Workspace switching used to dispose terminal panes — that broke alt-screen TUIs like Claude Code's "Simmering…", lazygit, vim, and btop, because the terminal's internal state (mode flags, cursor position, cell grid) would desync from the PTY producer while the pane was gone.

Codemux now keeps the xterm.js Terminal instance, its addons, the persistent wrapper element, and the PTY-output channel alive across workspace switches. On unmount the wrapper is reparented to a hidden parking node; on remount it returns to its layout container. The bytes flowing from a long-running TUI keep being processed even while the pane is off-screen, so the rendering stays in sync when you come back.
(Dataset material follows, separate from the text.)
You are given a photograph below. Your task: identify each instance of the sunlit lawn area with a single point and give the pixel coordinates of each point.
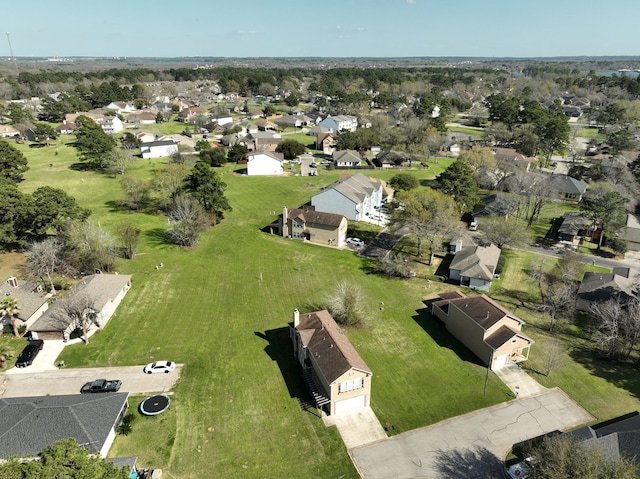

Disposal still happens on the real lifecycle events: close-pane, close-tab, close-workspace, and PTY exit all dispose the cached terminal.

Hidden-Pane Pause

If a pane is off-screen for an extended period (you've been working in another workspace), Codemux pauses its render path to remove cross-workspace typing lag. Bytes still flow into the xterm buffer; only the per-frame render is skipped while the pane has no DOM presence. Switching back un-pauses transparently.

Terminal Features

  • Kitty keyboard protocol — Enhanced key reporting for tools like OpenCode
  • Ctrl+Backspace — Backward kill word (sends Ctrl+W to PTY)
  • Ctrl+Shift+C / Ctrl+Shift+V — Copy/paste
  • Auto-resize — PTY dimensions sync when panes resize
  • Status overlay — Shows terminal state (starting, ready, exited with code)

Theming

Terminal colors sync with the system theme (Omarchy integration). The 16 ANSI colors, foreground, cursor, and selection colors are all theme-reactive. When no Omarchy theme is detected, a Tokyonight-inspired fallback is used.

Persistence

Pane layout and tab structure persist across restarts. Terminal scrollback is saved on close and restored on reopen, and supported agents like Claude Code automatically resume their sessions. See Session Persistence for details on the adapter system and configuration.